Don Cowie

Medal record

Representing New Zealand

Men's sailing

Summer Olympics

= Don Cowie (sailor) =

New Zealand sailor (born 1962)

Don Cowie, born 5 January 1962 in Palmerston North, New Zealand, is a former competitive sailor who won a silver medal at the 1992 Summer Olympics in Barcelona, Spain. Cowie teamed with ex-American Rod Davis in the Star class to finish second to the American crew.

He again sailed with Davis as part of the New Zealand Challenge at the 1992 Louis Vuitton Cup.

Cowie and Davis finished fifth at the 1996 Summer Olympics in Atlanta and were also fifth in the Soling class at Sydney along with 3rd crewman Alan Smith. Cowie was the yachting section team leader for New Zealand at the 2004 Summer Olympics in Athens.

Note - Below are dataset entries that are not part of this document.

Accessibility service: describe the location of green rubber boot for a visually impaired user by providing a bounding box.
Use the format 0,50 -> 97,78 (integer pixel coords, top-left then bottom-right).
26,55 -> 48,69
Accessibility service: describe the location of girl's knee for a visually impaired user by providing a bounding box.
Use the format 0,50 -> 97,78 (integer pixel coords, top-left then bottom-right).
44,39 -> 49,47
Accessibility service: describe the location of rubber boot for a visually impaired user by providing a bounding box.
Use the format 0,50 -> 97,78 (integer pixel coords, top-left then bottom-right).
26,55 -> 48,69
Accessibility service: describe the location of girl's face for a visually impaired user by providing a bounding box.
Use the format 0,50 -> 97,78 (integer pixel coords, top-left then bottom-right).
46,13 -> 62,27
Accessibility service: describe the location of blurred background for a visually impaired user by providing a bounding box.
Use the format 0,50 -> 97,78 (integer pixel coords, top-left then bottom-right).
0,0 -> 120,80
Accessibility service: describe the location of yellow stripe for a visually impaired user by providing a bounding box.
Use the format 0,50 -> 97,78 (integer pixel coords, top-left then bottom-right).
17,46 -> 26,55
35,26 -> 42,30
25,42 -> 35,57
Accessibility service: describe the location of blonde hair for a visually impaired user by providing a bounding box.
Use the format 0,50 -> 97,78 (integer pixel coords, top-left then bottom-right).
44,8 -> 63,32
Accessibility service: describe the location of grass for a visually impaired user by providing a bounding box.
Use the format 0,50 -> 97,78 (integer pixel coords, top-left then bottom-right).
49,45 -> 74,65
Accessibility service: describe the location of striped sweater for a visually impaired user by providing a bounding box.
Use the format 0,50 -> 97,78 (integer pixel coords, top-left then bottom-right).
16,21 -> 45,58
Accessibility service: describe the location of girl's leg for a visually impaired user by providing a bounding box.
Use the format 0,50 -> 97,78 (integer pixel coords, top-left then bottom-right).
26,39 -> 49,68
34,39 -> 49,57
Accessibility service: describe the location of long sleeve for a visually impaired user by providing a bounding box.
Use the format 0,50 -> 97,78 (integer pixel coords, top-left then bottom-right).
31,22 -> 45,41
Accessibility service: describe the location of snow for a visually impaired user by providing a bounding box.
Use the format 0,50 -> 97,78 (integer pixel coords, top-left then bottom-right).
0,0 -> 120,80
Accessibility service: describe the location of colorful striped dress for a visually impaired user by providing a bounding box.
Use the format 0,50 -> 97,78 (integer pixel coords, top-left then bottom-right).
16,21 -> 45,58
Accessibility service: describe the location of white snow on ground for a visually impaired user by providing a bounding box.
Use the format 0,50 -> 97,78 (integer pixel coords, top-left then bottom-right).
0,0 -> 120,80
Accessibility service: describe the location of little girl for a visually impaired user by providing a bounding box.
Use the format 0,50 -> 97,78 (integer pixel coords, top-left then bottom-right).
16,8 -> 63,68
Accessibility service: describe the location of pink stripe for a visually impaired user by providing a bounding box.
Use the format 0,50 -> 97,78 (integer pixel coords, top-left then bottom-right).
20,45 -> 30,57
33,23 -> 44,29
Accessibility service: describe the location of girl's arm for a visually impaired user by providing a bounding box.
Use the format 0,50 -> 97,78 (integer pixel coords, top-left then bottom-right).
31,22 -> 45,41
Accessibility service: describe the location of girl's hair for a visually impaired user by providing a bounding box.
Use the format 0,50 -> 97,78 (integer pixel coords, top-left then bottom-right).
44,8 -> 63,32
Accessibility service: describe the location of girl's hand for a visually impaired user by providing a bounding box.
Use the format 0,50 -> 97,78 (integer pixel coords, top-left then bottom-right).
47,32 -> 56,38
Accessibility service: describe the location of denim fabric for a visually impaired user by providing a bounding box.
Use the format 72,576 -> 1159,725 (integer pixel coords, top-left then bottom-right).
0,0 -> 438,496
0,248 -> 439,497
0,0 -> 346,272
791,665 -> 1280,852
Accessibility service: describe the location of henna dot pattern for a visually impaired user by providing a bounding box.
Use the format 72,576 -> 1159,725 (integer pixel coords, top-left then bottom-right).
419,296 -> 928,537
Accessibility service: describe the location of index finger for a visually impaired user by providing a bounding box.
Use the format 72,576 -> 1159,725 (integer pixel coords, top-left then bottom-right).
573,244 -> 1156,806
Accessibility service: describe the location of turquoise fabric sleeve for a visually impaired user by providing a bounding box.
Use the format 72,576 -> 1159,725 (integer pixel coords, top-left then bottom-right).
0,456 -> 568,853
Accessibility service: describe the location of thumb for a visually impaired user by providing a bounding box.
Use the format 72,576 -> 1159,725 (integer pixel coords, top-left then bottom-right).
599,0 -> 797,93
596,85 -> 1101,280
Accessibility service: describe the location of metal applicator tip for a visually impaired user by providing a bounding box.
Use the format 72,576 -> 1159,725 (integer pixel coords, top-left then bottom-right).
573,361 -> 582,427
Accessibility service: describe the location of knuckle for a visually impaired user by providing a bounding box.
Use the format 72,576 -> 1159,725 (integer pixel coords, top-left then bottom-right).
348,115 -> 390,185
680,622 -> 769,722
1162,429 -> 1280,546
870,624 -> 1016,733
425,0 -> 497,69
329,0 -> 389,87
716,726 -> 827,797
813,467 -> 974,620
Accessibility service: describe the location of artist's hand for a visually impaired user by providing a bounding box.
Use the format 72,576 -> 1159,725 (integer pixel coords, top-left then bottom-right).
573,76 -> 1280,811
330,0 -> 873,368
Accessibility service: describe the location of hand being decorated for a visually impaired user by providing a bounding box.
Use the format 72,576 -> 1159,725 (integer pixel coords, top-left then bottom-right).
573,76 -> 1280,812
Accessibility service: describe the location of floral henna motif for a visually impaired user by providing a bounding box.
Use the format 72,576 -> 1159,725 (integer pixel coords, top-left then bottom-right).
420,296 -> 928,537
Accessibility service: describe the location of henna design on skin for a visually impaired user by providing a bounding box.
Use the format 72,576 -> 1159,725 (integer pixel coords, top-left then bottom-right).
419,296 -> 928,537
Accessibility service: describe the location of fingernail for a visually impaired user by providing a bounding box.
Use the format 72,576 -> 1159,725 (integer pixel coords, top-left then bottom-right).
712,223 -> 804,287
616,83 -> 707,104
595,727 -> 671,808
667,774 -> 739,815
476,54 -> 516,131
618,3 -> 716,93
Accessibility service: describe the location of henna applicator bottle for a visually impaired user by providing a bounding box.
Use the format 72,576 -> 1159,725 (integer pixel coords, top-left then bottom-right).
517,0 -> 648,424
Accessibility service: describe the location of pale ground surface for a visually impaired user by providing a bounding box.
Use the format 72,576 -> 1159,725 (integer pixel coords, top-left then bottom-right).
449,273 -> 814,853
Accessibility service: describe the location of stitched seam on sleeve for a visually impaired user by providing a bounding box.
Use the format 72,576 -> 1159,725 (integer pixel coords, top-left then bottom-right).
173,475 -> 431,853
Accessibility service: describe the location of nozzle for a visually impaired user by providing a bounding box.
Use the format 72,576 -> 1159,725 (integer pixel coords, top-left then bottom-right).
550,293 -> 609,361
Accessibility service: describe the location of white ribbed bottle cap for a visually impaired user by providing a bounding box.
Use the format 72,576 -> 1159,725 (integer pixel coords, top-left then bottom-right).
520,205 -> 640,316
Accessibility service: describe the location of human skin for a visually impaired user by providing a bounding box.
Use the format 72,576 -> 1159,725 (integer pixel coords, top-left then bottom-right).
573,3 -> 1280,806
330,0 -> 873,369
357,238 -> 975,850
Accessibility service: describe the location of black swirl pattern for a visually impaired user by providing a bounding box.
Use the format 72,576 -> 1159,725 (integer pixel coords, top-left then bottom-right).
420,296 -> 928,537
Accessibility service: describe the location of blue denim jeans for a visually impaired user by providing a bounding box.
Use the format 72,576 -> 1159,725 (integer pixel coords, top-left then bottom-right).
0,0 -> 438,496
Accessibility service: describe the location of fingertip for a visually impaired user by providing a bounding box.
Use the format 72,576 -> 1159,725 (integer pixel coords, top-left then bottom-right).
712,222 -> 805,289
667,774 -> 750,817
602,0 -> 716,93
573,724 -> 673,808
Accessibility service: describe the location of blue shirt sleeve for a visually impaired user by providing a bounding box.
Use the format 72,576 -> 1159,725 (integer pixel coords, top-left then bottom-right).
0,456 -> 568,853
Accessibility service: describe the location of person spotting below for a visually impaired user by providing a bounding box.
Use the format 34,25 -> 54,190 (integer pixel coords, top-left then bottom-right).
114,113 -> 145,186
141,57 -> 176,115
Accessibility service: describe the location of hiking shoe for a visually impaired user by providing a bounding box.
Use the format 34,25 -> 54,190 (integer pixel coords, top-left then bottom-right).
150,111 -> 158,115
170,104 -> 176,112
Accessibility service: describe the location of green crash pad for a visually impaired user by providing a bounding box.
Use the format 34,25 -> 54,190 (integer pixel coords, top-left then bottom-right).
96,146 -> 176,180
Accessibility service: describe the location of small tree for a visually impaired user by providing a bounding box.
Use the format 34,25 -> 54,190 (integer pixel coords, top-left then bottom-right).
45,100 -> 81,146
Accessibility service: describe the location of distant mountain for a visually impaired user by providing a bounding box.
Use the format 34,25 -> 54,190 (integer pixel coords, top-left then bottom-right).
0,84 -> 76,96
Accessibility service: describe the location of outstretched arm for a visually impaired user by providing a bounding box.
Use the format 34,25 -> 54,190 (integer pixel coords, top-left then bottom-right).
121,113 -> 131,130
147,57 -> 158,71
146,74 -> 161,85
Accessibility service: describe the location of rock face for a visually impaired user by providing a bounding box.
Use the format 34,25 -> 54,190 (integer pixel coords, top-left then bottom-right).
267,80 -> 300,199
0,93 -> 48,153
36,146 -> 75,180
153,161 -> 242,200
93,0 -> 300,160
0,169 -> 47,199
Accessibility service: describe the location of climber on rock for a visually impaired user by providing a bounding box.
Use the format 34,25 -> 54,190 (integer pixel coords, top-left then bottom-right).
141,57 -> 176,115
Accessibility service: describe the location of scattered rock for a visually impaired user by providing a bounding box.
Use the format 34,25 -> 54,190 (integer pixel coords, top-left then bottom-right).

In international keelboat racing Cowie has been in winning teams in the Kenwood Cup (for Japan). Cowie was part of Willi Illbruck's successful Pinta crew, winning the 1993 and 1994 One Ton Cup (for Royal New Zealand Yacht Squadron, New Zealand) and the 1993 Admiral's Cup (for Germany).

Cowie was the sailing coach for Luna Rossa Challenge during the 2000 America's Cup before sailing for OneWorld in the 2003 Louis Vuitton Cup. He then joined Team New Zealand as a trimmer for the 2007 America's Cup.